Did you know that 2015 saw one of the worst government data breaches in history with 21.5 million identities exposed? With such a daunting threat landscape, security becomes everyone’s job.
In the recent GovLoop online training, What’s the Cyberthreat Landscape for Government?, we heard from Paul Wood, Cybersecurity Intelligence Manager, Symantec, and Robert B. DiNardo, Assistant Section Chief for the Cyber Intelligence Section, Federal Bureau of Investigation. They discussed Symantec’s 2016 Government Internet Security Threat Report’s findings and how to secure your data more effectively to prepare for potential attacks.
“Attackers make it hard to track their crimes. They are more professionalized in what they’re doing,” said Wood. There are so many new types of attacks to worry about, such as zero-day attacks, which are an unknown vulnerability that exists within a software or technology that can be exploited and attacked. With things like this, how can the government protect itself?
DiNardo covered three things to keep in mind while going through your cybersecurity landscape.
Look at your threat actors. Every attacker is after different information, which makes each attack different. Examples of threat actors include nation-states, terrorist groups, criminal groups and lone offenders. “Nation-states are the most advanced actors because they can be dedicated to their resources, infrastructures and they have the ability to create a cyber supply chain,” said DiNardo. Looking at motives, capabilities, opportunity and historical activity will help you become more secure.

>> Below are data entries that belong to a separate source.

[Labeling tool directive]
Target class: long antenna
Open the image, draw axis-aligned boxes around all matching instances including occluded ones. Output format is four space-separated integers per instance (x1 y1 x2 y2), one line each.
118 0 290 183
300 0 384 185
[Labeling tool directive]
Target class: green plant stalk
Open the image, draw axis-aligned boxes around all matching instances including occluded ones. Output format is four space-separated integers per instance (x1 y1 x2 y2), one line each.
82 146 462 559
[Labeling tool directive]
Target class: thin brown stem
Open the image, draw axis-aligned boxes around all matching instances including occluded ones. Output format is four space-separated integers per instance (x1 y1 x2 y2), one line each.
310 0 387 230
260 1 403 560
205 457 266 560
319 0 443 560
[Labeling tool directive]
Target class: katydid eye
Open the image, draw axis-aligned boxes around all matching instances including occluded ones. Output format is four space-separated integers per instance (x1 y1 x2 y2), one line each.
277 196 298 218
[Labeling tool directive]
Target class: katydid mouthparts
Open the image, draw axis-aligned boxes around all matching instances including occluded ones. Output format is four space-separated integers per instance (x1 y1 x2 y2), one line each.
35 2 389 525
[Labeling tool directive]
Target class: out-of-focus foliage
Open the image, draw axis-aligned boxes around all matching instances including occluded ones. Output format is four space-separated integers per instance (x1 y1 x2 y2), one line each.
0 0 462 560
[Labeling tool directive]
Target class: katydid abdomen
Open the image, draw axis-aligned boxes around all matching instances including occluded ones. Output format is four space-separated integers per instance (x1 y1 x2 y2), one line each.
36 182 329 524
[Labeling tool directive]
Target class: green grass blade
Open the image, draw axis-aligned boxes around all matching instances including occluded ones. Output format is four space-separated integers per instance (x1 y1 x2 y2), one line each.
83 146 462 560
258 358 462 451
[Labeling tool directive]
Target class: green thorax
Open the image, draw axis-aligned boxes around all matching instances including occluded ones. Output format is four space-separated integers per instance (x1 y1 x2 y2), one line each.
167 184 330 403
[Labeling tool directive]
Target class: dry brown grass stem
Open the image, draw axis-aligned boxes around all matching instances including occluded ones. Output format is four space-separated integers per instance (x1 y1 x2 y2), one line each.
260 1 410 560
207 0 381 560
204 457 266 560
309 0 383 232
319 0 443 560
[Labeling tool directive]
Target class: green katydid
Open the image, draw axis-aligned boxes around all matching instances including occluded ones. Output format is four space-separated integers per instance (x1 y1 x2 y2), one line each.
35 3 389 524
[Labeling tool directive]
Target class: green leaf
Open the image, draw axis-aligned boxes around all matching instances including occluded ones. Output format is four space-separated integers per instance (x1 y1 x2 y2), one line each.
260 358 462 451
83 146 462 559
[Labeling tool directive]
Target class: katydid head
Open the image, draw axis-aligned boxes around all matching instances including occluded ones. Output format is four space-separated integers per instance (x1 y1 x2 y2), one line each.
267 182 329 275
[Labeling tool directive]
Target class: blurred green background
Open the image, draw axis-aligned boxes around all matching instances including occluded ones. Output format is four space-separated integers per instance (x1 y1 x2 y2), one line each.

Look at the vulnerabilities. Looking at your system and looking for flaws is where you should start to improve things. You are susceptible to exploitation and/or attacks by a threat actor, but doing your research and improving your cyber landscape could protect you from your vulnerabilities.
Look at the impact. The impact is the level of harm to your safety, economy, operations or public trust. A way to measure the impact is to see what data the threat actor has taken, such as classified information. “The FBI is responding by having security investigations and intelligence tools such as recruitment and training of cyber personnel,” said DiNardo.
“There are two types of organizations; those that know and those that don’t know they have been attacked,” said Wood. If you know your organization has been attacked, go over your security landscape.
If you go over these three things while thinking about your cyberthreat landscape, you will be able to effectively prepare for cyberattacks, train your cyber workforce and make security everyone’s mission.